I first fell in love with this dish at the Stewed! kiosk in Reading, when I tasted it about a month ago. It had a sweet/sour flavour, and as well as chicken, it contained walnuts, sour cherries and pomegranate molasses. To be honest, I'd never tried pomegranate molasses before, but the stew had a fruity but sharp taste which I loved, and so I happily wolfed it down.
Now, I have my own copy of the Stewed! cookbook and when I saw the recipe for Persian Chicken Stew in there, I couldn't wait to try it. It's really easy to make, and you won't be disappointed with it. You can get bored with the same old dishes time and time again and this is something that's really simple to make, but tastes really unusual. I loved it, and we'll be making it again. Even the girls loved it (minus the crunchy pomegranate seeds - they were ALL MINE.)!
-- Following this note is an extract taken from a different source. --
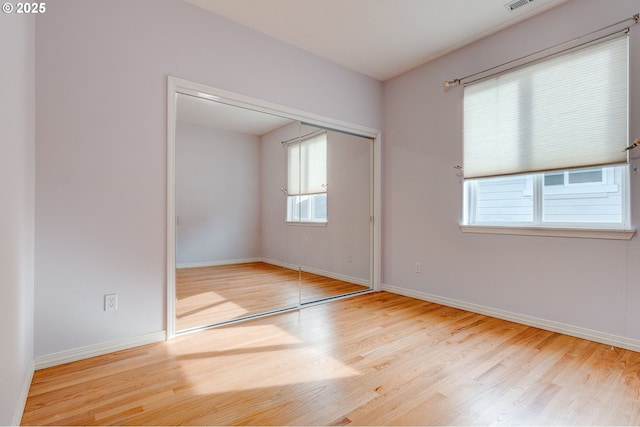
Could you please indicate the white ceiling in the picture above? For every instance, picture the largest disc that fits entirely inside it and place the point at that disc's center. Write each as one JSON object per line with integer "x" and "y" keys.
{"x": 379, "y": 38}
{"x": 204, "y": 112}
All you do is gently soften some onions, cinnamon and turmeric and then add in the chicken thighs. I really do think you need to use thighs here as they stay juicy and tender and don't have as much of a tendency to dry out and go stringy like breast meat does. Then, in various stages, you add ground walnuts, stock and pomegranate molasses. This might be where you could come unstuck. In the recipe, the book's author Alan Rosenthal suggests that you can pick up pomegranate molasses in supermarkets, and you can. You just need to search them out. If your local supermarket stocks it, you'll find it in the aisle where they keep things like harissa paste, wasabi and porcini mushrooms. It's a great ingredient - so sweet in flavour that it's sour - and I can't wait to find other ways to use it in cooking. (The label on the bottle suggests drizzling it over vanilla ice cream - I am going to HAVE to try that).
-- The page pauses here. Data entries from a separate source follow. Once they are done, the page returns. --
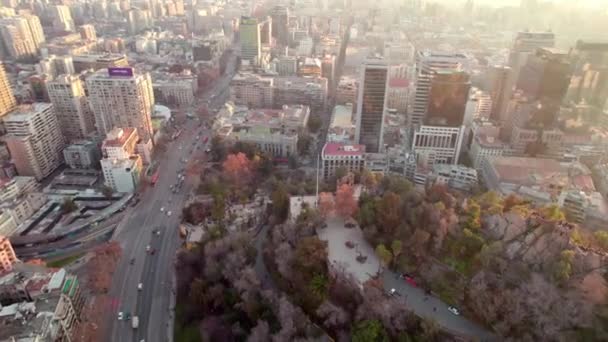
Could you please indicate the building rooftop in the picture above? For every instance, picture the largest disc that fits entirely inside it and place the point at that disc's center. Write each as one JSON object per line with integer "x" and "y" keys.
{"x": 23, "y": 112}
{"x": 548, "y": 174}
{"x": 338, "y": 149}
{"x": 398, "y": 83}
{"x": 118, "y": 136}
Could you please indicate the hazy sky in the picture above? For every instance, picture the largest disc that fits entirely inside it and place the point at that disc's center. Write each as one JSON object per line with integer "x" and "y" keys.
{"x": 594, "y": 3}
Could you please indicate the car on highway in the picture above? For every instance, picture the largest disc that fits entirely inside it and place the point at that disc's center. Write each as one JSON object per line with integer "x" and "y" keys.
{"x": 454, "y": 310}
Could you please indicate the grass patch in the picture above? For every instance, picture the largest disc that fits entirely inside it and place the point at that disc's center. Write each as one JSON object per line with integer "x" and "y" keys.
{"x": 64, "y": 261}
{"x": 184, "y": 332}
{"x": 188, "y": 333}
On Twitter, Alan suggested that I use 400ml of stock instead of the 500ml that the recipe states - and the consistency of the sauce was fairly thick - just right. The walnuts thicken it all up quite a bit - it's just an amazing stew and I really loved it, scattered afterwards with scooped out pomegranate seeds and chopped parsley and served with Basmati rice, soya beans and peas. If you're looking for a one pot meal that's a bit out of the ordinary, then do try this.